I stepped out of my panties, put my shoulder holster on.

“I offer you eternal life,” he said.

“The Department gives me a great deal on life insurance, thank you very much.”

“You won’t need life insurance. Nor clothes.”

“Is that how you got to your other victims? Promising them eternal life?”

“I promised them nothing. They meant nothing to me. Were just a way to satisfy my body’s need. You, on the other hand, are glorious.”

“I have a daughter,” I said.

“She will have the finest education. Go to Harvard, Yale, Eton.”

“I thought only boys were allowed into Eton.”

“St. Trinian’s, then.”

I shivered. “You know it’s goddamn cold in here. At least build a fire, if you’re going to keep me naked.”

Another hand gesture, and a roaring fire appeared in the fireplace. Its flames licked at the picture of Donald Trump.

“You see how well I provide? You will never die, you will be warm, and all you have to do is suck me.”

“Excuse me?”

“One becomes an immortal by sucking the blood of another immortal.”

“And if I don’t suck you?”

The fire went out; the barn-like doors closed.

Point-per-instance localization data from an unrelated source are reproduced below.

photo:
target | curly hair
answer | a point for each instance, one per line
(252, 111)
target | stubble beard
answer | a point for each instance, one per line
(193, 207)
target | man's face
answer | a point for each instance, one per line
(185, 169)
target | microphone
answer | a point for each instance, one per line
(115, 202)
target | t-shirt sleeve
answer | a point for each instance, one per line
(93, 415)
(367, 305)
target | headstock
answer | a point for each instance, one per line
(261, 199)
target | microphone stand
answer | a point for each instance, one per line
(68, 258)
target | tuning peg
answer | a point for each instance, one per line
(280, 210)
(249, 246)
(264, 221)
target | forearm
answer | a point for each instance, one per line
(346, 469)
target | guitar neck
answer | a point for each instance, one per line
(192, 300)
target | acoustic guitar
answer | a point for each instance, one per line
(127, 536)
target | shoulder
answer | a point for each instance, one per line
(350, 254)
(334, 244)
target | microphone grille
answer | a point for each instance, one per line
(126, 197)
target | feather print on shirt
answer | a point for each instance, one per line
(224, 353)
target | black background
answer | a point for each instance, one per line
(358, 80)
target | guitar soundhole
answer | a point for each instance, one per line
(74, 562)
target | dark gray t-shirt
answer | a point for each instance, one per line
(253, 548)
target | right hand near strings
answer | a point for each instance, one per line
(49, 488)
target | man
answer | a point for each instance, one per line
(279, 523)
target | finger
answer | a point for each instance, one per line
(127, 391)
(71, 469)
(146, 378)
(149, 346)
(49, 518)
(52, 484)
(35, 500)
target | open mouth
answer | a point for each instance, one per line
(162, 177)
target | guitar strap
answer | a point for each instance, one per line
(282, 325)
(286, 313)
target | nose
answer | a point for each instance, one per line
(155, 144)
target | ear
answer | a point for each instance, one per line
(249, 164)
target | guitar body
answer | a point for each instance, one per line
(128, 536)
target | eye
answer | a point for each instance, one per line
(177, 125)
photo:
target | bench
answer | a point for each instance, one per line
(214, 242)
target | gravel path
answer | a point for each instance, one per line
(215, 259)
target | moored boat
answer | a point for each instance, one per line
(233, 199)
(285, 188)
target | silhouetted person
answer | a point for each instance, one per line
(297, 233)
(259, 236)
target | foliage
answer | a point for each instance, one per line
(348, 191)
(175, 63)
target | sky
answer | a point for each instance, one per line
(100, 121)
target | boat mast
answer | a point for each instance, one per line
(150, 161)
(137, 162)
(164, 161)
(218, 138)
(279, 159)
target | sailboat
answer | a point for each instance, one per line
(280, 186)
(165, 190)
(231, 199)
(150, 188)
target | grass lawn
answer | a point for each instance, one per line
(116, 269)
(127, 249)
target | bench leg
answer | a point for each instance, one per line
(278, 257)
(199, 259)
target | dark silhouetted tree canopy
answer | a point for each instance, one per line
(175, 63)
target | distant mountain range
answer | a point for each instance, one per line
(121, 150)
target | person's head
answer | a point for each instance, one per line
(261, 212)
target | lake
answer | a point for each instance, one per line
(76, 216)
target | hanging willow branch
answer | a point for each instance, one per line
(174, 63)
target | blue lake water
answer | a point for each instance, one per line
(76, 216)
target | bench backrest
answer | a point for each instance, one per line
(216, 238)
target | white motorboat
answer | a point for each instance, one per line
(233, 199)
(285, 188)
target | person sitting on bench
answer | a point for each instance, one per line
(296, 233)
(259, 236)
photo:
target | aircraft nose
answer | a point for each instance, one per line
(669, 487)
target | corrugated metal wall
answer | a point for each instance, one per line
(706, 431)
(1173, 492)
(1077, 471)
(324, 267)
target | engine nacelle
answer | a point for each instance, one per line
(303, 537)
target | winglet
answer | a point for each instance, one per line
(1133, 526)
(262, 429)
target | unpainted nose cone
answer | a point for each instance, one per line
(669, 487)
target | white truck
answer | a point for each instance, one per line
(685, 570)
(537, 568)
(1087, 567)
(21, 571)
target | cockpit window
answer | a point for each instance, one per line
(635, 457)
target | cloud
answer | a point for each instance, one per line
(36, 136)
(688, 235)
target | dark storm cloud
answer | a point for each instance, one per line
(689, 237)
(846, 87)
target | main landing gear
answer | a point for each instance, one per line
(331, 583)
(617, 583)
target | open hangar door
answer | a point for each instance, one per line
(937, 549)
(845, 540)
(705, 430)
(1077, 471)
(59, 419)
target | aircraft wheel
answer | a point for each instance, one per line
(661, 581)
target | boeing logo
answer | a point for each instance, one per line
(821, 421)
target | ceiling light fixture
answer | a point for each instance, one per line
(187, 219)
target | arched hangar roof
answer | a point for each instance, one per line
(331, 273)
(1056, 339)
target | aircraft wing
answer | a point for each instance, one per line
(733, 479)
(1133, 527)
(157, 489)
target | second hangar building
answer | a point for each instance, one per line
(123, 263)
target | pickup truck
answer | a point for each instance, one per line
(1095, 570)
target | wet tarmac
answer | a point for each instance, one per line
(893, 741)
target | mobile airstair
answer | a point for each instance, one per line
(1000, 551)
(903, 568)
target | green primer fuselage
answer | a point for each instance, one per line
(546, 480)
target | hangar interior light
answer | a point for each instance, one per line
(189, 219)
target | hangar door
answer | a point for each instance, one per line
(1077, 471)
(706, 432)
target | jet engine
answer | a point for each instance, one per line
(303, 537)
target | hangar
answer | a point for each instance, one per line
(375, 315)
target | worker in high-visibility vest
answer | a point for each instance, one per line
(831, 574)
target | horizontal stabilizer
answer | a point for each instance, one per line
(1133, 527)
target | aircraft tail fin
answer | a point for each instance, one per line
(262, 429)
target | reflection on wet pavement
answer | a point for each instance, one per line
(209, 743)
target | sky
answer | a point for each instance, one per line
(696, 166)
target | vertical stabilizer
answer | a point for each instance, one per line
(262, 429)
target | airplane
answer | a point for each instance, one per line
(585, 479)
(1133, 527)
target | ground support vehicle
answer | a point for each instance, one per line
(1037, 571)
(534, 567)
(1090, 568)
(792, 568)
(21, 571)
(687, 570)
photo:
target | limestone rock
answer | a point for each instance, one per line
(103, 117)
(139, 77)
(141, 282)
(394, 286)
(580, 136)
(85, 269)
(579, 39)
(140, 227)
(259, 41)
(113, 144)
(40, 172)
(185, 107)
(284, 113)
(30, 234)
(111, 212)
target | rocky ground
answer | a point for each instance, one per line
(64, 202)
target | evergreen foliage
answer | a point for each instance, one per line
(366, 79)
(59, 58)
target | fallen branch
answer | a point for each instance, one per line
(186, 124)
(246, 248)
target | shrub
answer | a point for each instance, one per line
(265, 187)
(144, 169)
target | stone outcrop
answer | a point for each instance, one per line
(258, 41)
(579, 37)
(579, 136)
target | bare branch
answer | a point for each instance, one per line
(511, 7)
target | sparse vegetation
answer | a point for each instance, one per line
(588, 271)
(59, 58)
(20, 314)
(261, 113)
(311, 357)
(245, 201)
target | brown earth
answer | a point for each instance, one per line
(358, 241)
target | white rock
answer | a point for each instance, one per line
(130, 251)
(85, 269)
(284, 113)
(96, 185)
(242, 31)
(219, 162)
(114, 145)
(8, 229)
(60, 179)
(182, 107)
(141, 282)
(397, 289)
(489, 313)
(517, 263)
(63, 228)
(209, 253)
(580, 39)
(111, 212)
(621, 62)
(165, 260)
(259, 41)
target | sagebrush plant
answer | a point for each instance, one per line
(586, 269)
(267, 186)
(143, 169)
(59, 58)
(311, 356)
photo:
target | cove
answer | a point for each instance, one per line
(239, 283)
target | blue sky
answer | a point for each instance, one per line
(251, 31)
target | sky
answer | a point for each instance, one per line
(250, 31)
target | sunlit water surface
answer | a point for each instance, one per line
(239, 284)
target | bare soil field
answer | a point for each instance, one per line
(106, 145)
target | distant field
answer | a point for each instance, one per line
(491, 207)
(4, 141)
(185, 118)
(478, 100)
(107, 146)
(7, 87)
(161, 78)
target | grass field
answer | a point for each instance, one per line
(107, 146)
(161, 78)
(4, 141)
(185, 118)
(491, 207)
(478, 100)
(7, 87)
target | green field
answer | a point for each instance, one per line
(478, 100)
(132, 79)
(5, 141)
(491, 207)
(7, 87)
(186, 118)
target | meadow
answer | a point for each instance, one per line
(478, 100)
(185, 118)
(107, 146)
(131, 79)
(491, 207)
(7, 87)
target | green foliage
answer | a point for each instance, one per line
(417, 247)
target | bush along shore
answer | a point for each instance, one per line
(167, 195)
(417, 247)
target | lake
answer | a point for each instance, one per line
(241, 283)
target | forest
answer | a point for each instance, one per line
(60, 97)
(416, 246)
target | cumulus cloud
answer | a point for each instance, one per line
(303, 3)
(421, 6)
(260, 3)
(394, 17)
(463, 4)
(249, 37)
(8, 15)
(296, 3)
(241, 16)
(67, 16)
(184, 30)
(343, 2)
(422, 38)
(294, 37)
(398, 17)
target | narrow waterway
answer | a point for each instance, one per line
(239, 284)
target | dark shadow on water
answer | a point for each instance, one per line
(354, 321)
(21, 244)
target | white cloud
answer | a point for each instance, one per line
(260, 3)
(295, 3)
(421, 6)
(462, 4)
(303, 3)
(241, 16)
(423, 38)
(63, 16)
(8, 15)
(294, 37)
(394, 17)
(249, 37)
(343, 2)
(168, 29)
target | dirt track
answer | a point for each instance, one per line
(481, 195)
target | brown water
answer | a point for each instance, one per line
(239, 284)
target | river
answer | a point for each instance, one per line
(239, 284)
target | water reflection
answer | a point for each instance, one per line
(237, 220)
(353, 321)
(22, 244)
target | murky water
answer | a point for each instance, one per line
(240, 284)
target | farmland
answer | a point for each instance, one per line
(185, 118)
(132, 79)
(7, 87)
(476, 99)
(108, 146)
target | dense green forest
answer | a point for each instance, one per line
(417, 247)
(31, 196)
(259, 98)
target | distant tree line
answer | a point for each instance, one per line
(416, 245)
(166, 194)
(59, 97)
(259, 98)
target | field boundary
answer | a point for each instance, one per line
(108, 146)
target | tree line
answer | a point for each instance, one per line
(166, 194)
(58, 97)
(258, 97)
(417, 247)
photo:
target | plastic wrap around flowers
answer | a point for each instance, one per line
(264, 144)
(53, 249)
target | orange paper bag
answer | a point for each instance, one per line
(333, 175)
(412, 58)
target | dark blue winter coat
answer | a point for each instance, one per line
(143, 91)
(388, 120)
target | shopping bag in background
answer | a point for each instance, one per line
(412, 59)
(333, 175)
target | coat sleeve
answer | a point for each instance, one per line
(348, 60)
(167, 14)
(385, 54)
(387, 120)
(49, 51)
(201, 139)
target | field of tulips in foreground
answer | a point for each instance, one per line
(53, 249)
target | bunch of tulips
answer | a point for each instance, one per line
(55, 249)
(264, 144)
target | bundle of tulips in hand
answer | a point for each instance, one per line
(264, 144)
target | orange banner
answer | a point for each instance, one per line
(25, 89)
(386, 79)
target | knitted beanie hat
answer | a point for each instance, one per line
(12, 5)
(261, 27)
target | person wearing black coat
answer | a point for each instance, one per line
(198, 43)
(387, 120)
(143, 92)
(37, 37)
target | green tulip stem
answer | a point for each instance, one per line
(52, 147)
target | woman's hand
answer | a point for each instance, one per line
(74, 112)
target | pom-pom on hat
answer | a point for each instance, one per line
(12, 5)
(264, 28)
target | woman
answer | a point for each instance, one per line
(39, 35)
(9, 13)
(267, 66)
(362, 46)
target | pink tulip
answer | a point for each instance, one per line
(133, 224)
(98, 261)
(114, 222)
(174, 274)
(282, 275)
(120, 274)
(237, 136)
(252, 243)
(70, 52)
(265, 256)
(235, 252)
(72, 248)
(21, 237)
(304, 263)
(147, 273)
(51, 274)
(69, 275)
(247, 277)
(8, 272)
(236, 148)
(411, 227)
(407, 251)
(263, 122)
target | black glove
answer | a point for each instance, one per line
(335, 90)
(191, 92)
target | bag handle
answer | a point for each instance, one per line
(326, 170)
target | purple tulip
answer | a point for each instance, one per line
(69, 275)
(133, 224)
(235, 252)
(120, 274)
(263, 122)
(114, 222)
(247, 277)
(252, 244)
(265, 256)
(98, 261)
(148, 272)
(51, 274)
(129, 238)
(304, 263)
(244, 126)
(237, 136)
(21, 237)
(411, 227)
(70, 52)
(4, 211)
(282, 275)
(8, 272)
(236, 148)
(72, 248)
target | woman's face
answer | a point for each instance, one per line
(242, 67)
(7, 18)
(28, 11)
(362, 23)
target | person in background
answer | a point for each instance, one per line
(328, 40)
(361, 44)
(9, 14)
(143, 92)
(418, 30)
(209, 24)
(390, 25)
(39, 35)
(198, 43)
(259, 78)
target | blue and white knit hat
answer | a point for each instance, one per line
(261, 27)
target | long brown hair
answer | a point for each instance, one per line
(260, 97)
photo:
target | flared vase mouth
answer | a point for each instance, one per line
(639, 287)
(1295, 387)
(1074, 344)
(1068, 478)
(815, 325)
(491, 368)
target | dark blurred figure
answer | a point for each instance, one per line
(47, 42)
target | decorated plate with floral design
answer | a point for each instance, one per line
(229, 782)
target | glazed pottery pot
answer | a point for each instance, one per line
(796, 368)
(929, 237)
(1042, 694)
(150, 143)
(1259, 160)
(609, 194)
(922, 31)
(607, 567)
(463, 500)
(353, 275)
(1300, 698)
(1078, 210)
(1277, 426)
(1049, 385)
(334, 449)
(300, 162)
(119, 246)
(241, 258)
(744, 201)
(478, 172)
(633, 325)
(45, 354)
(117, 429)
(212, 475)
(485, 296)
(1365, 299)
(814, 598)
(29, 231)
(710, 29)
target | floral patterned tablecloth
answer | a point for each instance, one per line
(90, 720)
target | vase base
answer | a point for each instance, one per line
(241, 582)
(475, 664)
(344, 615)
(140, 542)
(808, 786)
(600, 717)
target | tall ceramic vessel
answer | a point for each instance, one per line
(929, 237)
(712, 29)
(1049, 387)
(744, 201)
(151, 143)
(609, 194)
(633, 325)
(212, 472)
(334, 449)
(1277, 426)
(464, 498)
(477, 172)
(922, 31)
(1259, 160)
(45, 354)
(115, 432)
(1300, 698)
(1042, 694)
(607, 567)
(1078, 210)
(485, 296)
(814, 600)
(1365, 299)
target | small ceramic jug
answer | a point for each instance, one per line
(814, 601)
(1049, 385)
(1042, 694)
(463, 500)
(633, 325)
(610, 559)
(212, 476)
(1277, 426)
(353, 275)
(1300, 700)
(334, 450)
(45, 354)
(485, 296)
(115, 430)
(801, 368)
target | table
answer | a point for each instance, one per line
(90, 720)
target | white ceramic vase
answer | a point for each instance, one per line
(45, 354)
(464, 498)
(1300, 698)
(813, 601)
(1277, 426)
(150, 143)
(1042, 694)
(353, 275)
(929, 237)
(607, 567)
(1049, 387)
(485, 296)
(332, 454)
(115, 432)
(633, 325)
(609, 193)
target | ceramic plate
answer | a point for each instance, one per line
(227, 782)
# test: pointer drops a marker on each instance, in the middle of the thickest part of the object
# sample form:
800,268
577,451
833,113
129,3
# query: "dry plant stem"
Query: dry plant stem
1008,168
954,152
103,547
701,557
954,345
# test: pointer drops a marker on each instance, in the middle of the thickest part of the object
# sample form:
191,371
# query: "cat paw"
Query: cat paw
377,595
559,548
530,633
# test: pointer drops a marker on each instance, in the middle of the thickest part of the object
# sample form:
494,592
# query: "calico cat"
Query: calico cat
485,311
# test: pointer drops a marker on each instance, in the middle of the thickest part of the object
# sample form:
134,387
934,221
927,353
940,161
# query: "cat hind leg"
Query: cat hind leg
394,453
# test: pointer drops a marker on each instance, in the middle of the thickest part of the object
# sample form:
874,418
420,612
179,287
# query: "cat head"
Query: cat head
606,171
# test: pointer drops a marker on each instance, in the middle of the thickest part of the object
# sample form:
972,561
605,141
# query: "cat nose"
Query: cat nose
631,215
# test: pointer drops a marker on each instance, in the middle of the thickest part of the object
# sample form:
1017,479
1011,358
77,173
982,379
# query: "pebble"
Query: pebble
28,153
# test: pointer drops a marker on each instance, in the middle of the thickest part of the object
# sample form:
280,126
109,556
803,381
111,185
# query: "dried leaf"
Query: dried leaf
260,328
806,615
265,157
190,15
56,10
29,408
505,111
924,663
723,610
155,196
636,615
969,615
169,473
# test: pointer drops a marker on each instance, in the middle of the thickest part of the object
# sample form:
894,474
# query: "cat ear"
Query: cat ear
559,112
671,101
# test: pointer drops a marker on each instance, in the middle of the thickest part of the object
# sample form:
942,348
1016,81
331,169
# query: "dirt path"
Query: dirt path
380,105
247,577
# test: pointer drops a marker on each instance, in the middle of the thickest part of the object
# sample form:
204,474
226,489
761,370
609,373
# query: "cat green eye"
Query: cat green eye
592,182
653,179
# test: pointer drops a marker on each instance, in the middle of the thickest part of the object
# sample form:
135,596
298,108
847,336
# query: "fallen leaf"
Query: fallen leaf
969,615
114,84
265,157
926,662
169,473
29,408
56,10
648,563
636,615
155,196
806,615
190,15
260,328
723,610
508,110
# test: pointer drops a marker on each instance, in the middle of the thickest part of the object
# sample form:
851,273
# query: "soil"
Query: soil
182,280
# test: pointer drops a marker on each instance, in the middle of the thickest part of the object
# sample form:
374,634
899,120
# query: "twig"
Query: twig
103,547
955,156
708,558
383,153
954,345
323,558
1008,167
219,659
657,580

“It won’t be pleasant for you.”

He had just pissed me off. I assumed a weaver stance, shot six times. a nice grouping around his heart. Predictably, no effect. Except blood trickling down.

“Now, will you suck me?”

“OK, fine. Just get that fire back on.”

I licked his wounds, and felt the transformation almost immediately. I felt stronger, more powerful, a lot less cold.

Henry kicked in the door and aimed a crossbow. Where did he get a crossbow? No wonder he was late; it must have been buried in the trunk under the MP 5/10 submachine gun, the M4 Carbine, the Remington 870 12-gauge, the sniper rifle and all those spare Glocks my father had insisted I take. “No one uses a .44 Magnum anymore,” he chided.

Henry deftly shot the count through the heart; another arrow automatically notched. He fired again at me.

My bones snapped, realigned; I felt ten extra teeth crowd my mouth. My hands and feet turned into paws. My pelt was thick, and a damn good thing too.

I leapt on Henry, started licking his nose.

“Oh, thank God, when I saw you sucking him, I thought... But I shot you through the heart.” Bafflement crossed his face like a schooner on Lake Superior during a bad wind.

I yipped in Morse code, “Don’t be silly. That only works for vampires.”